誰よりも調子に乗って酒を飲み、誰よりも先につぶれる、ありがちなはしゃぎ方を披露してくれていたせいでこの写真を撮ってすぐに「全自動もんじゃ焼き排出機」に姿を変えた。

 

我は激怒した、必ず、このはた迷惑なデブを除かなくてはいけないと決意した。我には介抱がわからぬ。我はいつも潰れる側である。日本酒を飲み、いつも手荷物を失くして過ごしてきた。けれども嘔吐に関しては、人一倍敏感であった。

 

そもそもコイツとはクラスが違うのでそのへんに転がしておくことも考えていたが、二次会参加メンバーなのでどうしても連れて帰る必要があった。

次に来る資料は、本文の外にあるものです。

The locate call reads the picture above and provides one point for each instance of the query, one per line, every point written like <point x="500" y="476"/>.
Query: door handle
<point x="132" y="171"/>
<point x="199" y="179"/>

なによりコイツが吐いて3-1じゅうにもらいゲロの嵐が起こる最悪のシナリオを回避しなければいけなかった。

 

吐きながら「つらいことがたくさんあるんだよぉ」ともらしていたのを聞く限り、吐き出したのは余計なアルコールだけではなさそうだった。毎日顔を合わせていたコイツが八王子に引っ越してから疎遠になっていたことを思い出し、新たな飲み会の設置の必要性を痛切に感じた。

 

20:30開始予定だったぼくらの二次会参加者の大半とは連絡がつかなくなっていた、すでに誰がどこにいるかすら分からなかった。松井がひと段落したのが後か先か、3-1の一次会は終わりを告げた。

代金を立て替え、ヤツに代わって手荷物を探し終えたころで松井は急激な回復を見せ、結局のところ松井はクラスの二次会へ向かった。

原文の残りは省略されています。